Compiling the above Fortran code with all optimization and vectorization disabled (-O0), then running it for various strides (the istride variable above) should result in a curve like the red one in the figure below. Click here for the full C code that was actually used to produce the data in the figure.

two superimposed x-y plots showing that effective bandwidth drops as the stride in the loop index increases and that enabling -O2 or -O3 and using unit stride yields the highest effective bandwidth
Plots of effective bandwidth vs. stride length when compiler optimization is enabled (blue) and disabled (red) on Stampede2 Skylake processors.

For the red curve, optimization is turned off in order to highlight the main effect: the lengthening of the access time as more and more cache lines must be fetched from main memory. For the blue curve, compiler optimizations such as vectorization are introduced, and the benefit of stride-1 becomes more pronounced. Even just the default level (-O2) builds in SIMD instructions that particularly boost small-stride performance, because multiple arguments (vectors) can be loaded, computed, and stored every cycle. (We will return to the subject of how to choose the right compiler options in a later section.)

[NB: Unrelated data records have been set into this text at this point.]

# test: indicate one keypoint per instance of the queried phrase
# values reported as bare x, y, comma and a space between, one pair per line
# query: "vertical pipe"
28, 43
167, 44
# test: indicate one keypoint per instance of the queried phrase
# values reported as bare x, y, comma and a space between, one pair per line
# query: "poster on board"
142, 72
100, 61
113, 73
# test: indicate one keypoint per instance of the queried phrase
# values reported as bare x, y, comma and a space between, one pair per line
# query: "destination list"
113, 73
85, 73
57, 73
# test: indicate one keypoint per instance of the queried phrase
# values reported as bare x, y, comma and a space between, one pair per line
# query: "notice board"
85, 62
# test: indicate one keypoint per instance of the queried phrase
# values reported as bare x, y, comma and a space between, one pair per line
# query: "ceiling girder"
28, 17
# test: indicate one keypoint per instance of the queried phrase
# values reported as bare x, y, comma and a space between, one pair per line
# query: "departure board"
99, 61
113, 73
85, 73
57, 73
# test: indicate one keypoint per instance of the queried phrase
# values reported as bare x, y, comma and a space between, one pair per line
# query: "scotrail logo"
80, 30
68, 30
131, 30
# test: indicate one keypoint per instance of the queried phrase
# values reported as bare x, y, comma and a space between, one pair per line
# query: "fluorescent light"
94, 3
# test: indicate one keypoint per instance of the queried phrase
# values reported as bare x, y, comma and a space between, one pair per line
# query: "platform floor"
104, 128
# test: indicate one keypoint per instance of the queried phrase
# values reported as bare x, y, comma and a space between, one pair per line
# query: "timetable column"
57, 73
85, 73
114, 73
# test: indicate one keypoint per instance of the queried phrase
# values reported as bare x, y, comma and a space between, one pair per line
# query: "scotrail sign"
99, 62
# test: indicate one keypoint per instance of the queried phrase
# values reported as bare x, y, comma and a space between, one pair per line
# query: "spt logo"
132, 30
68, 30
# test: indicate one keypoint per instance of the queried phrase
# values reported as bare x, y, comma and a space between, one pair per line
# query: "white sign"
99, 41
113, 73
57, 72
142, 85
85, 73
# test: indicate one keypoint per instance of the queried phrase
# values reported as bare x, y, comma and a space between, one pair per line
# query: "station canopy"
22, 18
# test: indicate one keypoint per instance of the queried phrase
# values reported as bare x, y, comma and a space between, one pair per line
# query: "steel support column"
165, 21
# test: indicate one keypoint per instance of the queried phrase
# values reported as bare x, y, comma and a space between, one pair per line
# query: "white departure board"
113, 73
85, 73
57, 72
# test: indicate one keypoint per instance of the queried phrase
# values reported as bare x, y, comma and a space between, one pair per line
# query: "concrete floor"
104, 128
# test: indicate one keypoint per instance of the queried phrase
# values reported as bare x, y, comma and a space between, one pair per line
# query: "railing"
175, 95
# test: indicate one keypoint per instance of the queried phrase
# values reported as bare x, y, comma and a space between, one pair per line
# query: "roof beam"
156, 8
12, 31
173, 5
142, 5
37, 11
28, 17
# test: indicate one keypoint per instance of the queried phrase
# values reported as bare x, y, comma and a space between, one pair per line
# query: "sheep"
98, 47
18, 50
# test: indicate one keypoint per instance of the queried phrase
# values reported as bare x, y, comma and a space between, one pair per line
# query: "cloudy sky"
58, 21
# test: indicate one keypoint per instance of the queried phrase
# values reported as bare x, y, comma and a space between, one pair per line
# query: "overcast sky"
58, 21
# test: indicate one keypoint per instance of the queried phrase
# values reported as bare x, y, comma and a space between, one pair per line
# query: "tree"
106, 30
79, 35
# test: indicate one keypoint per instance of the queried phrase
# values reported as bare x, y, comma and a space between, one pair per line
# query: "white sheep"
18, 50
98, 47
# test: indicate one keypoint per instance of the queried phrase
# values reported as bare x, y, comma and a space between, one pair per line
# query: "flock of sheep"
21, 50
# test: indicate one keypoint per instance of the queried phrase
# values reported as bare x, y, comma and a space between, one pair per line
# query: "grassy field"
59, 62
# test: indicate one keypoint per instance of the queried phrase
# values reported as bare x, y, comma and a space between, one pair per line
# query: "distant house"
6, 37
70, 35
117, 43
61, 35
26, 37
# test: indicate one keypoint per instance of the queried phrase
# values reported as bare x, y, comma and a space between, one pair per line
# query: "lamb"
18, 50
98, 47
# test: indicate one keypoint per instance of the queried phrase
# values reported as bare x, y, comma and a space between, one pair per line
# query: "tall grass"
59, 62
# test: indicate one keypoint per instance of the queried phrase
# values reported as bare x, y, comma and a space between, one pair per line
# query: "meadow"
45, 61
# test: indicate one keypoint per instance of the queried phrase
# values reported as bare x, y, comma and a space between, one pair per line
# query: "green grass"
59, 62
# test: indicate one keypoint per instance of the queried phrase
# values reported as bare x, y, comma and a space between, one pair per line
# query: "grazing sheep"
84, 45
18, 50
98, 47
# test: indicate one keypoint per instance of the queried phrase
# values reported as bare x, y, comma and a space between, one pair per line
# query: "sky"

Arrays having two or more dimensions show us another aspect of the stride question. Let's look at a matrix, an array of rank 2. It turns out that different languages have different orders for memory layout in matrices (or more generally, in multi-dimensional arrays). Fortran uses column-major order, that is, the elements of a matrix are contiguous in memory as you go down the columns. This means that in order to achieve stride 1, you'll want to iterate over the first index of the matrix in your innermost loops, i.e., iterate over rows preferentially. C is the opposite; it is row-major, so you will want to iterate over the columns (last index) when you have the choice.


The further implication is that if you arrange your loops in the wrong order, you will effectively be striding through your array with a step size equal to the entire length of the columns (Fortran) or rows (C). Sometimes the compiler will be able to detect such a poor choice and reorder the loops on your behalf—but why take that chance?